Nein, altersmilde scheint Helmut Kohl nicht geworden, berichtet Norbert Seitz, der sich ebenso eisern und unzufrieden durch die 1152-seitigen Erinnerungen des Altkanzlers gearbeitet hat. Laut Seitz präsentiert Kohl von seiner Kanzlerschaft eine "schier makellose Bilanz" und rechnet auf breitem Raum mit seinen früheren politischen Gegnern ab. Besonders übel nimmt Seitz, dass Kohl durch Freundschaftsbezeugungen gegenüber den beiden sozialistischen Politikern Francois Mitterand und Felipe Gonzalez versuche, die "heimische Linke in den Krähwinkel der Weltgeschichte zu verbannen". Dagegen setzt er die Reihe von Kohls politischen Skandalen - Flick, die Wörner-Kießling-Affäre, der Besuch auf dem Soldatenfriedhof Bitburg.

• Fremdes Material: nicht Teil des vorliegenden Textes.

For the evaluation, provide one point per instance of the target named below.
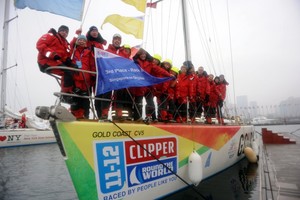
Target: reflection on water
(39, 173)
(35, 173)
(237, 182)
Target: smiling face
(81, 42)
(94, 33)
(64, 33)
(183, 69)
(117, 41)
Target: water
(39, 172)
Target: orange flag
(129, 25)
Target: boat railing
(91, 96)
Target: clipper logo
(125, 167)
(111, 169)
(142, 167)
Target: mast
(4, 60)
(186, 33)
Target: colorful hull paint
(22, 137)
(105, 163)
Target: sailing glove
(56, 57)
(69, 63)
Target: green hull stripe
(84, 191)
(200, 151)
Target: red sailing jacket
(222, 89)
(214, 95)
(52, 44)
(84, 59)
(193, 92)
(92, 44)
(203, 87)
(151, 69)
(184, 88)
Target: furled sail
(117, 72)
(68, 8)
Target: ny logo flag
(115, 72)
(68, 8)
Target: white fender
(255, 148)
(195, 171)
(250, 154)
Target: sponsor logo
(245, 141)
(2, 138)
(127, 167)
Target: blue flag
(115, 72)
(68, 8)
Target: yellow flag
(129, 25)
(140, 5)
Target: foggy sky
(265, 39)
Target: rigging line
(84, 16)
(231, 58)
(24, 68)
(157, 159)
(168, 29)
(176, 28)
(203, 40)
(216, 38)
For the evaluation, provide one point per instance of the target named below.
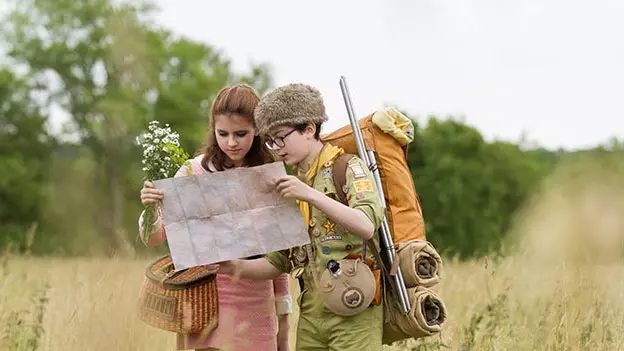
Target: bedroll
(390, 144)
(388, 133)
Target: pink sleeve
(159, 235)
(281, 285)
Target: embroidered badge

Und dass Kohl so darauf beharrt, mit der Nato-Nachrüstung als Voraussetzung für die deutsche Einheit im Recht gewesen zu sein, hält Seitz für eine "monokausale Verstiegenheit".

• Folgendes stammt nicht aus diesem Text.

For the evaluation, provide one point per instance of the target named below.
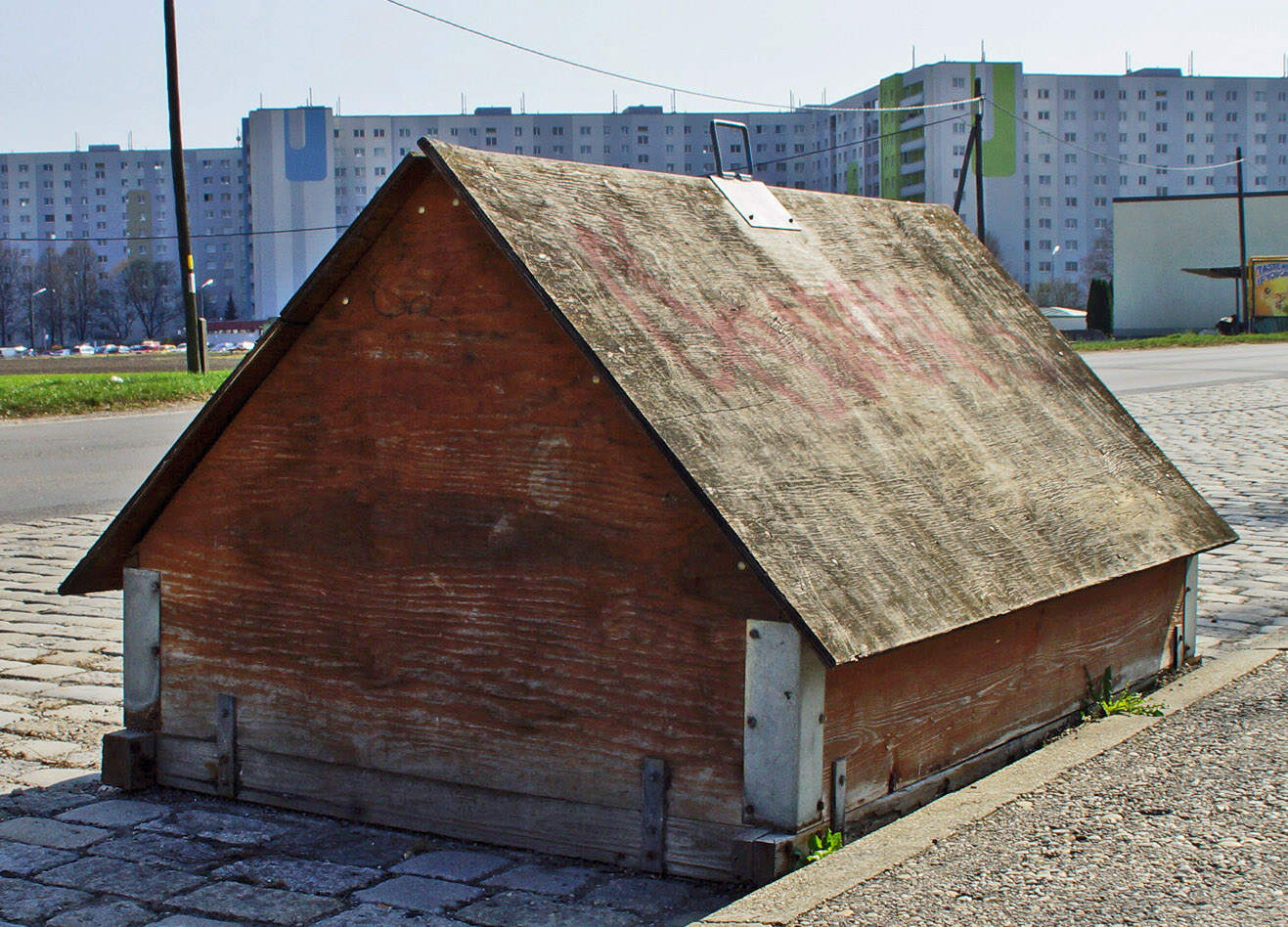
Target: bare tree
(112, 314)
(75, 275)
(12, 304)
(52, 307)
(149, 291)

Rezensionsnotiz zu Die Zeit, 03.11.2005

Gunter Hofmanns Befund: Helmut Kohl leistet "Reparaturarbeit" an seinem Bild. Nato-Doppelbeschluss, die Notwendigkeit von Bündnistreue und geistig-moralischer Standhaftigkeit und von dort aus direkt zur Wiedervereinigung und zur EU - eine schlichte historische Kausalkette mit Kohl als Fels in der Brandung, die der Rezensent etwas anders in Erinnerung hat. Aber so sei das eben beim Fertigen von "Kanzler-Legenden": Was nicht ins Bild passt oder zu komplex ist, fällt unter den Tisch. Nach dem Motto: "Reim dich, oder ich fress dich!" Zum Beispiel die Entspannungspolitik von Brandt und Bahr, die in Kohls selektiver Erinnerungen keine Rolle für die europäische Gegenwart spielt. Stattdessen lässt er nachträglich seinem Abscheu vor allem, was er als Anbiederung an den Warschauer Pakt oder die DDR empfand, freien Lauf und zeichnet dabei, so Hofmann, ein Bild in klarem Schwarzweiß, mit Richard von Weizsäcker als Zeitgeistopportunisten und Bösewicht. Fazit: das Selbstporträt eines von sich selbst Überzeugten vor sauberer Geschichtskulisse.